Mr Biden also spoke about how the ramping up of the vaccination project in the US will allow for all adults to be eligible for a vaccine by 1 May.
“Let me be clear, that doesn’t mean everyone’s going to have that shot immediately, but it means you’ll be able to get in line beginning 1 May,” he said.
The president implored “every American to do their part” by getting vaccinated, and helping those they know to get a jab.
He said: “Because here’s the point – if we do all this, if we do our part, we do this together – by 4 July there’s a good chance you, your families and friends will be able to get together in your backyard or in your neighbourhood and have a cookout or a barbecue and celebrate Independence Day.
“That doesn’t mean large events, with lots of people together, but it does mean small groups will be able to get together after this long, hard year.
“That will make this Independence Day something truly special, where we not only mark our independence as a nation, we begin to mark our independence from this virus.”
The president also spoke about the $1.9trn (£1.4trn) stimulus package he signed into law earlier the same day, and how it will financially help Americans.
As well as providing $1,400 (£1,000) support cheques to people, he said: “It extends unemployment benefits. It helps small businesses, it lowers healthcare premiums for many.
“It provides food and nutrition, keeps families in their homes, and it will cut child poverty in this country in half, according to the experts.
“And it funds all the steps I’ve just described to beat the virus and create millions of jobs in the coming weeks and months.”
Analysis: Donald Trump was ever-present but unmentioned over the shoulder of Joe Biden
By Alex Rossi, news correspondent
It was a name that only figured by omission – but in Joe Biden’s first primetime TV address, Donald Trump loomed large.
He was the elephant in the room, and the man that Mr Biden clearly blamed for the devastating scale of the pandemic.
But this was a speech big on solutions – it didn’t dwell so much on the mistakes that were made in the past.
This was a realistic appeal to Americans to do their bit as well as reassurance that the government had their backs when it came to the COVID response.
The way out of the COVID nightmare would put vaccines front and centre.
All adults to be offered a jab by the 1 May and the glittering prospect that small independence gatherings could go ahead by 4 July.
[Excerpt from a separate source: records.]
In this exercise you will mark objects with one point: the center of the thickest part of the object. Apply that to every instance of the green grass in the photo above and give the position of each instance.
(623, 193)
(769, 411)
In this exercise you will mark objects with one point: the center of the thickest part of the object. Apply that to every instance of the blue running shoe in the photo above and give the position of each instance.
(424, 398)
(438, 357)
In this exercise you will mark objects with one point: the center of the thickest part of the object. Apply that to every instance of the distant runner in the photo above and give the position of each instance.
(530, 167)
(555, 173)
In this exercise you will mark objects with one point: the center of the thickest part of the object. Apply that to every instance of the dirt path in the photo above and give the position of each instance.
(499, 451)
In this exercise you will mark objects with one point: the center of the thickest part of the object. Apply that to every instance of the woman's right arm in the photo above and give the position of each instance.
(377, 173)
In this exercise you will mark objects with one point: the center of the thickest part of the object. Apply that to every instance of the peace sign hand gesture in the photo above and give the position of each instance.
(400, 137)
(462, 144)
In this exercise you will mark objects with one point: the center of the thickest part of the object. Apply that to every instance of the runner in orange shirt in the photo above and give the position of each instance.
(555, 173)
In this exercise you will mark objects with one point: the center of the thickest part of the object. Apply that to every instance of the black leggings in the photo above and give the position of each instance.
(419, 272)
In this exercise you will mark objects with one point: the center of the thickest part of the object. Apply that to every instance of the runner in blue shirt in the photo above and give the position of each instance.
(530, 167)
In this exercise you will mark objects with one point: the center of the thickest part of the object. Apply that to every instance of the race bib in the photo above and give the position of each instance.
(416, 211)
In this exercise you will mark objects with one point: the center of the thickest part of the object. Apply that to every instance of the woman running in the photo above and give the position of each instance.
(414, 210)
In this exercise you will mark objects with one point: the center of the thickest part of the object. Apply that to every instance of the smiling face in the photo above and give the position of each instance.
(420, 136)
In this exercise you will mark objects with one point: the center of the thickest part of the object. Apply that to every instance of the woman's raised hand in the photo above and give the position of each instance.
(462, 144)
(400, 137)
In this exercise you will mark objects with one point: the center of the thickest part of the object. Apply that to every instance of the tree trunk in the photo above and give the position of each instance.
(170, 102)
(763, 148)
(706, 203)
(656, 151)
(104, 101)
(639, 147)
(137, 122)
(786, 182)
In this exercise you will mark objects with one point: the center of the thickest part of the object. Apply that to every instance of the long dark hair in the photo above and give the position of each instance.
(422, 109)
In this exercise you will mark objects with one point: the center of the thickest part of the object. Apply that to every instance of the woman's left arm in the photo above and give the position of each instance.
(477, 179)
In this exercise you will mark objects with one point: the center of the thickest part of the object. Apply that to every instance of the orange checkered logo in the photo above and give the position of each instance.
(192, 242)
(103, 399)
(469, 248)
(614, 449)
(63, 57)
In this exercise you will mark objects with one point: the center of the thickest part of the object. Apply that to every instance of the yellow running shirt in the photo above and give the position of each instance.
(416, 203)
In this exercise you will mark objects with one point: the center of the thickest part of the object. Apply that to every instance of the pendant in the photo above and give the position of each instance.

The response being offered by Mr Biden is extraordinary, but these are extraordinary times: more than half a million dead and the economy decimated.
The $1.9trn stimulus package is unprecedented in modern times.
What is interesting is that this speech, made about halfway through Biden’s first 100 days, shows the clear direction and strategy of this administration.
Joe Biden knows that his presidency and its success will depend on how well this response works. If it fails he could be in trouble; if it works, a massive windfall of political support could well come his way.